Vong Chet, who on Sunday confessed to raping 10 boys at the rural pagoda in Siem Reap province where he was chief monk, was charged over the abuse Tuesday as officials revealed that he was almost completely isolated with the young monks in his care.
Mr. Chet was defrocked and arrested Sunday evening after families of the 10 came forth with allegations that he had raped the children over a period of six months and paid them to remain silent, police said.
“Investigating Judge Lim Sokuntheary charged him with purchasing child prostitution and having sex with minors,” said Duong Thavary, chief of Siem Reap’s anti-human trafficking police, adding that Mr. Chet, 46, had been remanded in provisional detention.
The crimes carry maximum prison sentences of 15 years and 10 years, respectively.
Ms. Thavary on Monday explained that Mr. Chet’s victims were aged between 11 and 17 and said that he had paid them between $12.50 and $25 to keep each abuse secret.
Tuesday, local police told how the Ratanak Moni pagoda in Kralanh district provided Mr. Chet with a secluded environment to molest the boys.
“This pagoda has 15 monks including the chief monk, Vong Chet, who was the oldest in the pagoda,” said Soeun Ret, chief of Rongkor commune. “Thirteen of the monks are aged under 18 years, and the other is about 30 years old.”
The Ratanak Moni pagoda is at the end of a dirt road in a rural area, according to commune police chief Khun Savut, who said that all he knew of Mr.

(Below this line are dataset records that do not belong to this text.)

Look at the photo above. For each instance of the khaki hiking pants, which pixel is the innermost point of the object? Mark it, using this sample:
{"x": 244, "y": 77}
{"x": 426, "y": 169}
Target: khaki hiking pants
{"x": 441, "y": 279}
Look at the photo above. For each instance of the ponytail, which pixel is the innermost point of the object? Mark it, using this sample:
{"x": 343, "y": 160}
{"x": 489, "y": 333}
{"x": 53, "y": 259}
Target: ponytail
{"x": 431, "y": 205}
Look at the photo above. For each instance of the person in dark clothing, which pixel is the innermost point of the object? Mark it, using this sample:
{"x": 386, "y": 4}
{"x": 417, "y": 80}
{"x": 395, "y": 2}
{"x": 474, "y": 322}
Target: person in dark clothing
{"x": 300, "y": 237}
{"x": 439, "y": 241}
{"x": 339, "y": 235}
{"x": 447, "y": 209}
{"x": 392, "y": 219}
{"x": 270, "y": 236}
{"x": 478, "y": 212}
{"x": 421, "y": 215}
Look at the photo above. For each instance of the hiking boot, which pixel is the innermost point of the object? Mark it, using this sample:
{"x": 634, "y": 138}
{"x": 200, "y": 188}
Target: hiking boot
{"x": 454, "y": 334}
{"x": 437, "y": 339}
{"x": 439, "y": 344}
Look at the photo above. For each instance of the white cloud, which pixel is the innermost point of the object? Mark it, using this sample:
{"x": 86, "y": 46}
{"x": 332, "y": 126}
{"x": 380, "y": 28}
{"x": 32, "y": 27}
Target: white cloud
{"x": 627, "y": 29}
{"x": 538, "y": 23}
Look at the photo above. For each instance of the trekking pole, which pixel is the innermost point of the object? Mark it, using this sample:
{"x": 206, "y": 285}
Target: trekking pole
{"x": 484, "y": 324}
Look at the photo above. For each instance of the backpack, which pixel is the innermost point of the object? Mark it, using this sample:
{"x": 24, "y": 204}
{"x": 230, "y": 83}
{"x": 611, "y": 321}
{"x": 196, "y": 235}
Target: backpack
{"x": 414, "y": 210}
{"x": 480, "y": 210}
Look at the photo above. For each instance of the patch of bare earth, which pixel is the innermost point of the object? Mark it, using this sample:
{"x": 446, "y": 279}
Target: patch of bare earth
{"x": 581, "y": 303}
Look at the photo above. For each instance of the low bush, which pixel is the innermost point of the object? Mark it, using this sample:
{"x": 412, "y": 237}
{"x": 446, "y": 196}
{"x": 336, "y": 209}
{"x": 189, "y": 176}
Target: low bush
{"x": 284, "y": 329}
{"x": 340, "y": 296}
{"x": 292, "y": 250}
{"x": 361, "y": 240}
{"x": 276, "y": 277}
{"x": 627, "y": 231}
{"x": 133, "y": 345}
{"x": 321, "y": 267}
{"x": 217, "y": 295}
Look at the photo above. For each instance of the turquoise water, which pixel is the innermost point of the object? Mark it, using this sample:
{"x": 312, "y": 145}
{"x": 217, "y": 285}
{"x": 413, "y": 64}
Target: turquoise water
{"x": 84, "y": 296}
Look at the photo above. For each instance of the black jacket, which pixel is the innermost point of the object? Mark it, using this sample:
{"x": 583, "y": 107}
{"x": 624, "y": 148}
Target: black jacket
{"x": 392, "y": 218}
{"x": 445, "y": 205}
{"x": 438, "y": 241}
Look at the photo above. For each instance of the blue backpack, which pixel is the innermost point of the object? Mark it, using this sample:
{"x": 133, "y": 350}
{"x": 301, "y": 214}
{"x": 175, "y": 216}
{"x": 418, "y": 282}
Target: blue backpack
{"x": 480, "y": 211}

Chet’s background was that he was from Battambang province and had been chief monk for two years.
“The pagoda is 200 to 300 meters from any homes,” he said.
In response to the monk’s arrest and confession, Khim Sorn, head of the Mohanikaya Buddhist sect in Phnom Penh, said on Monday and Tuesday that all pagoda chiefs and monastic officials would be reminded of Buddhist doctrine.
Suong Chhorn, who heads the clergy in Kralanh, said this was the first case of rape between monks that he had heard of, and attempted to distance Buddhism from the actions of the defrocked leader.
“He has affected the reputation of Buddhism. It could cause people to deduce that this is a result of poor Buddhist discipline, but it is an individual person,” he said.
Alastair Hilton, a technical adviser at First Step Cambodia, an NGO dedicated to supporting male victims of sexual abuse that has extensively researched institutional abuse, said in an email Tuesday that while they had not specifically checked on abuse inside pagodas, Mr. Chet’s case was “not an isolated incident.”
“If I were to say that sexual abuse within institutions is likely to be an epidemic, there would be a great deal of denial understandably —we have witnessed decades of this within the Catholic church on a global scale—but I have no doubts at all that this is a considerable problem,” he said.